Von der therapie zur improvisation
Nach ihrem Studium der Sozialarbeit und Familientherapie arbeitete Stratmann zunächst in einer Beratungsstelle. Doch 1996 wagte sie den Sprung in die Welt der Comedy. Ihr Startschuss fiel im Kölschen Karneval, wo sie die skurrile Figur Annemie Hülchrath schuf. Diese rheinische Hausfrau mit ihrem ganz eigenen Humor begeisterte das Publikum und etablierte Stratmann als Komikerin.

„Schillerstraße“ – der durchbruch
Der große Durchbruch gelang ihr 2004 mit der Comedy-Show „Schillerstraße“. In dieser improvisierten Sendung, in der die Schauspieler frei nach ihren Fantasie und den spontanen Ideen der Gäste agierten, konnte Stratmann ihr Talent eindrucksvoll unter Beweis stellen. „Schillerstraße“ wurde zu einem Publikumsliebling und prägte die deutsche Fernsehlandschaft der 2000er Jahre.
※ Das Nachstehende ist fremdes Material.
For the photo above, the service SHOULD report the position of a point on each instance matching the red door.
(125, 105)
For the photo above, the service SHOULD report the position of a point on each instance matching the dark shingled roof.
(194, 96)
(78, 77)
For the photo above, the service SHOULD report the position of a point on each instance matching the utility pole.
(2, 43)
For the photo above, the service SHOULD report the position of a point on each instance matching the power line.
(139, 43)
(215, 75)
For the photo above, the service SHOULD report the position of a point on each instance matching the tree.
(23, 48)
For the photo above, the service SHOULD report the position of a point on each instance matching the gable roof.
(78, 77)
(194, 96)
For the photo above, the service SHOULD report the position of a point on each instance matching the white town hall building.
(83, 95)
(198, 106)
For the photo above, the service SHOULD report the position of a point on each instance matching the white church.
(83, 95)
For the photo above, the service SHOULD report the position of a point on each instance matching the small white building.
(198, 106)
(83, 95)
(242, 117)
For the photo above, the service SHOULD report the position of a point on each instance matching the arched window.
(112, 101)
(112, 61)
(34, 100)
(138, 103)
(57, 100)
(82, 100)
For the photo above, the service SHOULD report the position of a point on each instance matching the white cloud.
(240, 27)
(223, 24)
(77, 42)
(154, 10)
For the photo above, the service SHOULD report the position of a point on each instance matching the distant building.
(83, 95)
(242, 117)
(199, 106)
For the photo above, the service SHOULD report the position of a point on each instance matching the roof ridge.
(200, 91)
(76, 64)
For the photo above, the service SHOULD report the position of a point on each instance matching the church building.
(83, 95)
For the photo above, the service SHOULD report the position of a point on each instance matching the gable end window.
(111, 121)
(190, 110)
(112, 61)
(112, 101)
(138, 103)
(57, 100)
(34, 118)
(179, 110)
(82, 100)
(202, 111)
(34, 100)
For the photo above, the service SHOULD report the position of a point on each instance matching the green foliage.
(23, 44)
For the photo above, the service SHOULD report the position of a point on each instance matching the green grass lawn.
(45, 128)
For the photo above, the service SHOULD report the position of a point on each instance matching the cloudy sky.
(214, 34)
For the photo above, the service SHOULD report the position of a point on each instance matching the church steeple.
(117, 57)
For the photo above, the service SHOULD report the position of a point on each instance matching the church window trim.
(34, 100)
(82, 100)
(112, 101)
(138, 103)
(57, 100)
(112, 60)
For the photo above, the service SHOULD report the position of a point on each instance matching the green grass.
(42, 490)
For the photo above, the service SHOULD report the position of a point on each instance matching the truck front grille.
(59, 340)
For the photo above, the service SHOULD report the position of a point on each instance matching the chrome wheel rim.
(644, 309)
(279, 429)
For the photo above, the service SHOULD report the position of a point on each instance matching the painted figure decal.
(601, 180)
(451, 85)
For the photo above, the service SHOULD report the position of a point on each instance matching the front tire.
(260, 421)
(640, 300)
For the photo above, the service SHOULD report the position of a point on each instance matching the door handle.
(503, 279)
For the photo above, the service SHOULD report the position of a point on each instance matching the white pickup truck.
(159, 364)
Vielfältige rollen und neue projekte
Nach „Schillerstraße“ folgten zahlreiche weitere Projekte, darunter eine Hauptrolle in dem Fernsehfilm „Ein Fall für Fingerhut“ sowie eine Mitwirkung in der Sitcom „Wir müssen reden!“. Auch in Serien wie „Die Kuhflüsterin“ und „Ellerbeck“ brillierte Stratmann. 2023 kehrte sie mit ihrer Teilnahme an „LOL: Last One Laughing“ zurück in die Comedy-Szene und bewies damit, dass sie auch nach Jahren immer noch zur Besetzung gehört.

Privatleben und familie
Im Privaten genießt Cordula Stratmann ein ruhiges Leben in Köln mit ihrem Mann Rainer Osnowski und ihrem Sohn Emil. Sie hält sich weitgehend aus den Medien heraus und bewahrt ihre Familie vor dem Rampenlicht.